We know that if a function $f:A\mapsto\mathbb{R}$, $A\subseteq\mathbb{R}$, is uniformly continuous on $A$ then, if ($a_n$) is a Cauchy sequence in $A$, then ($f(a_n))$ is also a Cauchy sequence.

We know $\arctan$ is uniformly continuous on $A=\mathbb{R}$ however since the range of the function is $(-\frac{\pi}{2},\frac{\pi}{2})\subsetneq\mathbb{R}$ and the definition is a function from $A\rightarrow \mathbb{R}$, does this still apply? Intuitively, for this case, it seems so but I just want to make sure I'm not forgetting a possibility where it doesn't work.

Thank you.

Answer 1

Since $(a_{n})$ is Cauchy it converges to some value $\ell$. Arctan is a continuous function on the reals and at $\ell$ as consequence. Therefore by Cauchy criterion of continuouty $f(a_n)$ converges as well.

Answer 2

For functions $f : X \to Y$ the meaning of the word "range" is not standardized. Some people understand it is as the codomain $Y$ of $f$, other people understand it is a as the image $f(X) \subset Y$ of $f$. See here.

Let us come to the $\arctan$-function (principal value). We can understand it is a bijective function $\arctan : \mathbb R \to (-\pi/2,\pi/2)$ with codomain $(-\pi/2,\pi/2)$ or as an injective function $\arctan : \mathbb R \to \mathbb R$ with image $(-\pi/2,\pi/2)$. In my opinion there is no "correct" interpretation, it is a matter of taste.

You say that

• We know that if a function $f:A \to \mathbb R$, $A \subset \mathbb R$, is uniformly continuous on $A$, then if $(a_n)$ is a Cauchy sequence in $A$, then $(f(a_n))$ is also a Cauchy sequence.

Your doubt seems to be this:

You know that $\arctan$ is uniformly continuous on $A= \mathbb R$, but you regard it as a function with codomain $(-\pi/2,\pi/2)$ and not as a function with codomain $\mathbb R$. So why does the above bullet point apply here?

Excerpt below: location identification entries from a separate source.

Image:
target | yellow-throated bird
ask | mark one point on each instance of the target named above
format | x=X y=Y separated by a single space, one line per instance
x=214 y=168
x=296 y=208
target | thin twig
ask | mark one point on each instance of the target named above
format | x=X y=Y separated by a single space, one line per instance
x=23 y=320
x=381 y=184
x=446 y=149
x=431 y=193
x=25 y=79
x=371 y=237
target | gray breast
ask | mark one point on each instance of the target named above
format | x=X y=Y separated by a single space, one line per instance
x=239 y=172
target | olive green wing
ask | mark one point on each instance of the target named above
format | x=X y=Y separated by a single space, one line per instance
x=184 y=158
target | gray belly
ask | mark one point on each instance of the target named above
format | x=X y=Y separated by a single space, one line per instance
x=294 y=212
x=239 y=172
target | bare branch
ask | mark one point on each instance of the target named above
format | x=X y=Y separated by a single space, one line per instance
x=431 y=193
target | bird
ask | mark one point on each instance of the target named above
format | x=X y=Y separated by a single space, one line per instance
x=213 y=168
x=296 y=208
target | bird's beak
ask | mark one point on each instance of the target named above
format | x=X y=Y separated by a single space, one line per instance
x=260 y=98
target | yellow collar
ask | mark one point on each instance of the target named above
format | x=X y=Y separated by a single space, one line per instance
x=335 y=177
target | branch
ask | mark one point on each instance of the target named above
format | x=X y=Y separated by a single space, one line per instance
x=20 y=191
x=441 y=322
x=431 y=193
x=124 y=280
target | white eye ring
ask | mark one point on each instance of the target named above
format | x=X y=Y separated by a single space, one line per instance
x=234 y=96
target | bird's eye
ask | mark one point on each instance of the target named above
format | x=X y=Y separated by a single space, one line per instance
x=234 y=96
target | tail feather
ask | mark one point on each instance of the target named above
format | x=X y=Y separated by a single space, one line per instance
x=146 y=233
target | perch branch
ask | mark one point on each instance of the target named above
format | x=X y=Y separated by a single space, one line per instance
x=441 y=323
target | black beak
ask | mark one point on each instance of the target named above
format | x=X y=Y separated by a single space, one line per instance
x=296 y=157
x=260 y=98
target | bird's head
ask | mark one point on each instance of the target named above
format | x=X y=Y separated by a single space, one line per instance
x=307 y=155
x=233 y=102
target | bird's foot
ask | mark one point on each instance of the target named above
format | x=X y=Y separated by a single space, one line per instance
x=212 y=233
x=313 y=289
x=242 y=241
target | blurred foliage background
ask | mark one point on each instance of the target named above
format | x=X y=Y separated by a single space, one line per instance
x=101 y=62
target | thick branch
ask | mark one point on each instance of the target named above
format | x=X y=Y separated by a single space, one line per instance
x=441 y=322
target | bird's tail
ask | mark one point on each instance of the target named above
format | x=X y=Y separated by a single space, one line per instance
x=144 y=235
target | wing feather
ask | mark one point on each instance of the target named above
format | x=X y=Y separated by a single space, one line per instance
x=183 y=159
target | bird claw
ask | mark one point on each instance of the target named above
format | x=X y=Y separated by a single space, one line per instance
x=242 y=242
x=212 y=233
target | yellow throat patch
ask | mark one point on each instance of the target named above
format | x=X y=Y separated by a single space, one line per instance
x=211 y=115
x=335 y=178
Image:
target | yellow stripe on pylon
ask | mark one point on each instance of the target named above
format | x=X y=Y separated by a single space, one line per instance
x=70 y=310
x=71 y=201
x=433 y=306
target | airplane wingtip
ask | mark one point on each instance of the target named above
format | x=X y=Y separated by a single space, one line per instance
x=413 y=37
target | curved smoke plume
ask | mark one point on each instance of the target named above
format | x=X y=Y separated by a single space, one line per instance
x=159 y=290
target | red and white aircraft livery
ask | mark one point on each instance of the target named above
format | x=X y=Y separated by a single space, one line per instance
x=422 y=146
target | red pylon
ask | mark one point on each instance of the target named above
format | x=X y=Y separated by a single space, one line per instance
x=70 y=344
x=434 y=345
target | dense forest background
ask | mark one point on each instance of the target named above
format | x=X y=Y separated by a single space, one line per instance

The uniform continuity of a real-valued function $f$ does not depend on the understanding of the codomain of $f$. In our case the metric on $(-\pi/2,\pi/2)$ is the restriction of the metric on $\mathbb R$. In both sets it is given by $\lvert a - b \rvert$. In other words, we may regard $\arctan$ as a function with codomain $\mathbb R$ so that the above bullet point applies.